The only disappointment on the trip was center Zisis Sarikopoulos, who didn't play much due to a knee injury. But the hope is that he will be good to go for the season. Sarikopoulos is a 7-foot center from Greece who sat out last season after transferring from UAB.

Matta, who was sitting in his backyard Tuesday morning looking out at what he said was a bald eagle, will give the players a few weeks off before school starts later this month. The Buckeyes open up against Alcorn State on Nov. 9 in the Coaches vs. Cancer Classic.

• If you're looking for an example of the new world of recruiting at an elite level, J.P. Tokoto is one to examine. Tokoto, who was scheduled to start school Tuesday as a sophomore at Menomonee Falls (Wis.) High School, can boast to his friends and teachers about a summer filled with travel.

Ritchie Davis, executive director of the Wisconsin Playground Warriors (the AAU team Tokoto plays for in the summer), said the 6-5 small forward has already been to the Wisconsin advanced instruction camp, Kansas' elite camp, Duke's high-performance camp, Indiana's elite camp and Marquette's elite camp. Oh, and on the way to Duke, he went to visit with the North Carolina staff.
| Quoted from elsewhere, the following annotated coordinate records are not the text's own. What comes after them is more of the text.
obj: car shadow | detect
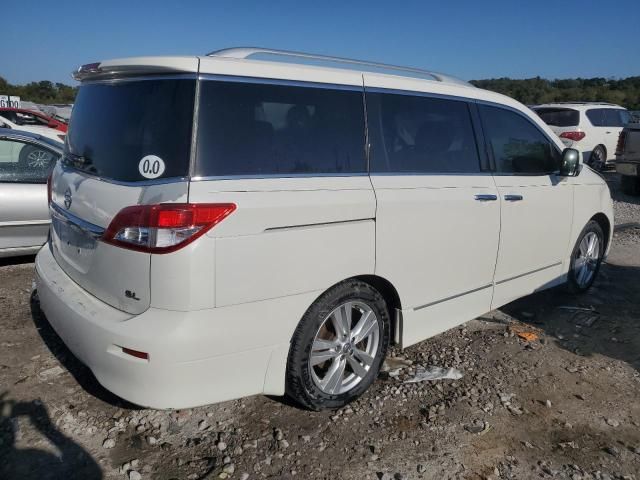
[499,263,640,371]
[603,171,640,205]
[31,291,143,410]
[0,392,103,480]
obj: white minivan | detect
[36,49,613,409]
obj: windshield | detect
[63,78,195,182]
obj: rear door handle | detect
[476,193,498,202]
[504,195,524,202]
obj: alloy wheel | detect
[309,301,380,395]
[574,232,600,288]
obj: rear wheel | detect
[620,175,640,195]
[589,145,607,171]
[567,220,604,293]
[286,280,390,410]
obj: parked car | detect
[616,123,640,195]
[36,49,613,409]
[0,108,67,133]
[533,102,631,170]
[0,128,63,257]
[0,115,66,142]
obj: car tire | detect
[567,220,605,293]
[589,145,607,172]
[286,280,391,410]
[620,175,640,195]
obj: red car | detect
[0,108,68,133]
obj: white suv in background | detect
[532,102,631,170]
[36,49,614,409]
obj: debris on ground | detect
[404,366,463,383]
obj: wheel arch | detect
[589,212,611,252]
[352,275,402,344]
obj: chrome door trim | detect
[413,283,493,311]
[474,193,498,202]
[504,194,524,202]
[49,202,105,240]
[496,262,562,285]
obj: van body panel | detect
[51,165,188,314]
[492,175,584,308]
[36,53,613,408]
[371,175,500,334]
[189,176,376,307]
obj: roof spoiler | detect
[71,57,199,82]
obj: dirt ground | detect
[0,174,640,480]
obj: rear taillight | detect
[47,172,53,205]
[616,130,627,155]
[102,203,236,253]
[560,132,586,142]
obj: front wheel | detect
[567,220,604,293]
[286,280,390,410]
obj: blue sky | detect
[0,0,640,83]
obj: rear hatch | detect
[50,69,197,314]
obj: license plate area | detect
[51,207,102,273]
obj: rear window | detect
[194,80,366,177]
[64,78,195,182]
[587,108,631,127]
[535,108,580,127]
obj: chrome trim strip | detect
[60,161,189,187]
[496,262,562,285]
[370,171,492,177]
[80,72,198,86]
[0,219,51,228]
[504,194,524,202]
[264,218,375,232]
[198,73,363,92]
[413,284,493,312]
[474,193,498,202]
[364,85,476,103]
[191,172,368,182]
[49,202,105,239]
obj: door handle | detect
[504,195,524,202]
[475,193,498,202]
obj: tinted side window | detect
[0,140,59,183]
[194,80,366,176]
[587,108,605,127]
[604,108,629,127]
[367,93,480,173]
[480,105,560,174]
[535,108,580,127]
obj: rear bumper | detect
[36,245,299,408]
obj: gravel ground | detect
[0,174,640,480]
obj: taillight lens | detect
[560,132,586,142]
[102,203,236,253]
[616,130,627,155]
[47,172,53,205]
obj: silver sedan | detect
[0,128,64,257]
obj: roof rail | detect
[207,47,473,86]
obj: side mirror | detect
[560,148,582,177]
This is hardly unusual for a player who is ranked in the top 20 nationally. Tokoto is ranked No. 16 in the class of 2012 on ESPNU's Terrific 25.

According to Davis, who said Tokoto's parents are declining any interviews, Tokoto drove to all of the camps except for a separate flight to Kansas and then one to North Carolina that was already planned because the family was going on a vacation. The date of the vacation, though, had to be moved, according to Davis. He said for the trip to Kansas the family used miles which allowed only Tokoto and his father to fly.
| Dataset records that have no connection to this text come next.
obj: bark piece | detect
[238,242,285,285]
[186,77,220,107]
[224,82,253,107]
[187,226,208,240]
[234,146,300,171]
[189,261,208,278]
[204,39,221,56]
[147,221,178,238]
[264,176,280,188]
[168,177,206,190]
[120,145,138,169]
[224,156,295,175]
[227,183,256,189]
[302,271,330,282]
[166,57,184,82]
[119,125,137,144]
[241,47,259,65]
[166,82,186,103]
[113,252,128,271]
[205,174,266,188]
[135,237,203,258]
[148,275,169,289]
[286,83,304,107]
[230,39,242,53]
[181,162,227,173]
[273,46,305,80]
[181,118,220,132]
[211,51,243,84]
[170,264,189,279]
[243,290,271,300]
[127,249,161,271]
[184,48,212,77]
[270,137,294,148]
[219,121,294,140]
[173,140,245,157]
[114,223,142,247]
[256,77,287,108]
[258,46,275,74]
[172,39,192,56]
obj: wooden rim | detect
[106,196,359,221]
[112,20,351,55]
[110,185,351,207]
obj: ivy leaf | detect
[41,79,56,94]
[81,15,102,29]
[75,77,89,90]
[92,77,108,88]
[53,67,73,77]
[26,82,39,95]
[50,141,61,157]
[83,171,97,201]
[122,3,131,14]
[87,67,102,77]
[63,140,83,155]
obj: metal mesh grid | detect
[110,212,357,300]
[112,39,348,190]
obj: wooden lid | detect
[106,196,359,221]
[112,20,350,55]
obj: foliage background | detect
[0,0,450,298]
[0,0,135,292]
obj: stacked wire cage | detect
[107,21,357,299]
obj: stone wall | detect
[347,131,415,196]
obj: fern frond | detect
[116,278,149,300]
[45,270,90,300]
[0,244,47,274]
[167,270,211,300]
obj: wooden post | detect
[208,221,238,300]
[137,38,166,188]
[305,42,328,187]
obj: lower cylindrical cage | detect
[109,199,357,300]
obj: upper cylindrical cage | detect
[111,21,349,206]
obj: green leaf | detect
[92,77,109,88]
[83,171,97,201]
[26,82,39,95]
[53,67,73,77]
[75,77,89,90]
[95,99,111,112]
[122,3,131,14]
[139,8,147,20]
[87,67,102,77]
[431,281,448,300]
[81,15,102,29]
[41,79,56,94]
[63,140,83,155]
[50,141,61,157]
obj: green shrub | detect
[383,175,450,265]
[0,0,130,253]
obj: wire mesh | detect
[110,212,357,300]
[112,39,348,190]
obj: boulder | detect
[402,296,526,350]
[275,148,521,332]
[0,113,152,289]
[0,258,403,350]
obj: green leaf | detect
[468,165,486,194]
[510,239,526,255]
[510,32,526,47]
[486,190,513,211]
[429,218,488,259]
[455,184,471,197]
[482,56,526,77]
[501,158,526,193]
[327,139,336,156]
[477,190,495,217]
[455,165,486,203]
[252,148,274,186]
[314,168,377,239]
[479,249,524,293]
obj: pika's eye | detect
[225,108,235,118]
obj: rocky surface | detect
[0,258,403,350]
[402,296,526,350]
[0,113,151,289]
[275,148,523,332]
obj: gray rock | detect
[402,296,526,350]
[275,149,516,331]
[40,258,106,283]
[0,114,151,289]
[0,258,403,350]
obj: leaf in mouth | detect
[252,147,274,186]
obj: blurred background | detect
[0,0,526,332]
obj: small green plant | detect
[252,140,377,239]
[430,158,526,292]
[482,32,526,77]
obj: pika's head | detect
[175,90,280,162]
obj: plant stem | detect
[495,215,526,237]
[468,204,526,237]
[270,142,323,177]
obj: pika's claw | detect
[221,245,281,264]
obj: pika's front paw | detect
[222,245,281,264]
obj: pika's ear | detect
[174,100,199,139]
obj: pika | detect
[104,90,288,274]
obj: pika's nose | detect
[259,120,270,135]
Remember now, Tokoto is only 15 years old and is going to be a sophomore. He has already visited six schools.

"And he's got scholarship offers from every school except the University of North Carolina," said Davis, who added that Tokoto isn't taking any more trips in September. But it's clear Tokoto could make an informed decision about where he will go to school earlier than most in the general student body.

As one high-major assistant said Tuesday, "the process has sped up aggressively early. The unofficial visit has taken the place of the home visit. The home visit is a non-entity in the process. The official and home visit are just icing on the cake for a high-major level."
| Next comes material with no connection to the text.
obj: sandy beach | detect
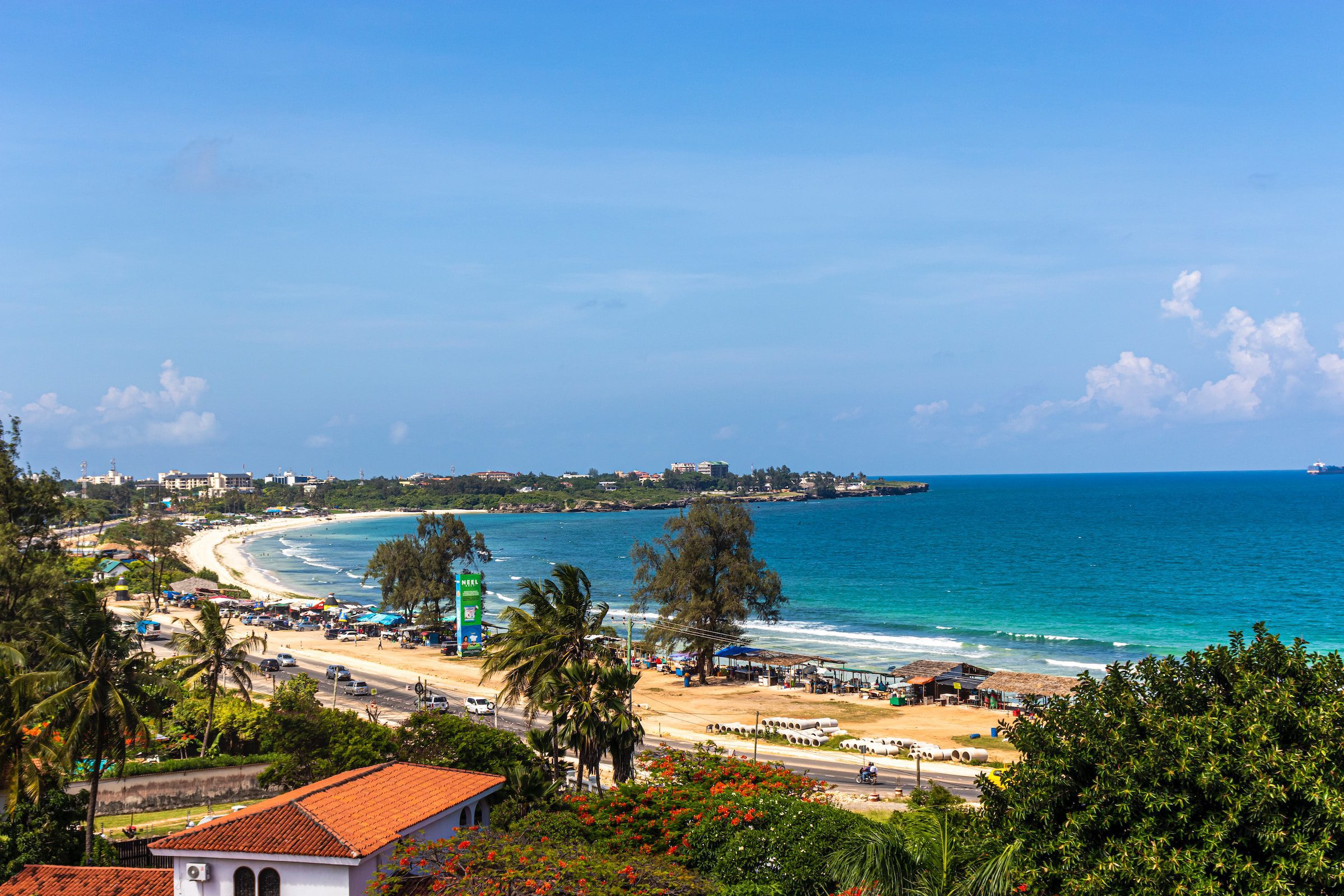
[179,511,484,599]
[161,511,1016,764]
This is yet another example of why Rick Pitino can survive a home visit based on his scandalous situation: He doesn't need to make home visits. Home visits and official campus visits happen so late in the process in today's recruiting environment. Tokoto is just one of many in the top 20 who are jetting around the country for elite camps and instructional camps to get a head start on meeting the coaching staffs. The basketball aspect of the elite camp isn't even the objective.

"Yes, the elite camp is the new thing, but these kids are playing against their peers for 11 tournaments in the spring and summer," Davis said. "They don't need to do it in a one- or two-day camp. They need camp stations and drill work. It seems to be the schools bring them in because they're interested and that school might offer. That's the case for J.P. He went to Kansas and was offered a scholarship. He went to Duke and was offered a scholarship. It's the same thing wherever he went [except for Carolina]."

• My condolences go out to former Missouri basketball coach Norm Stewart, whose 29-year-old granddaughter, Jennifer Stewart, was killed in a one-car crash at around 3 a.m. Sunday in Columbia, Mo. According to The Kansas City Star, services are set for 10 a.m. Thursday in Columbia. Norm Stewart, a cancer survivor who helped formed the Coaches vs. Cancer organization, has been through quite a lot in his life. Our thoughts are with him and his family.